They have already set a new club record by being undefeated for 34 games since the start of the current campaign and now they are aiming to become the first Celtic team to beat city rivals Rangers six times in the same season.
A 5-1 thrashing at Parkhead in September was followed by a 1-0 Betfred Cup semi-final victory at Hampden the following month and then coming from behind to win 2-1 at Ibrox in December.
The clubs meet again at Celtic Park on Sunday, there will be a final fixture after the split and they have also been drawn against each other in the semi-finals of the William Hill Scottish Cup on 23 April.
Celtic full-back Kieran Tierney knows more than most how much the Celtic faithful would savour a green-and-whitewash if they could prevail in the three remaining meetings which, tellingly, he refers to as Glasgow derbies rather than Old Firm games.
“We know what that would mean to the supporters and everything we do this season is for them,” said the 19-year-old. “They have backed us all the way and we just try to give back to them as much as we can.
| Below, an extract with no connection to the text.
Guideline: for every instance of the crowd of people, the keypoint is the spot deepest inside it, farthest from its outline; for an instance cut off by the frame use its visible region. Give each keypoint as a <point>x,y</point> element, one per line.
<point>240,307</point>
In every Glasgow derby, the fans are always brilliant and the atmosphere is always terrific. The build-up is different to every other game; no-one can hide that. But you just need to treat it the same as every other game. You don’t try any harder; you just do what you always do. I don’t know if nervous would be the word for how I feel beforehand; I’m probably excited more than anything.
“I think everybody has a little bit of pre-match nerves but that’s a good thing. You want those nerves in games like this. As a Celtic supporter myself, I’ve probably got the same nerves that the fans feel.”
Those Glasgow derbies have been a part of Tierney’s life for longer than he can recall. Literally.
“I can’t remember the first one I went to but I must have been about four or five-years-old; I was dead young,” he said.
“I had a season ticket at that age; my first year was the one before I went to primary school.
“What I do remember is going to my first game and getting money from my mum for a pie at half-time. From then to now it’s a massive difference, obviously, but everybody knows what [these games] are all about and we’re looking forward to it as always.”
Rodgers and the vast majority of the Celtic players refuse to offer hostages to fortune by speaking presumptuously about completing a first treble for 16 years or of becoming the first Scottish club to avoid a domestic defeat for an entire season. When veteran defender Kolo Toure, pictured, moved to Scotland last July, the Scottish season had yet to begin but the Ivorian, a key component of Arsene Wenger’s side which won the Premier League without suffering a loss in 2004, immediately stated that he believed Celtic could match that achievement under Rodgers.
The prospect of improving on it by capturing the two major cups as well would have seemed preposterous to Tierney not so long ago but, by being able to put his medals on the table, Toure has the credibility to convince others that the impossible is within their reach.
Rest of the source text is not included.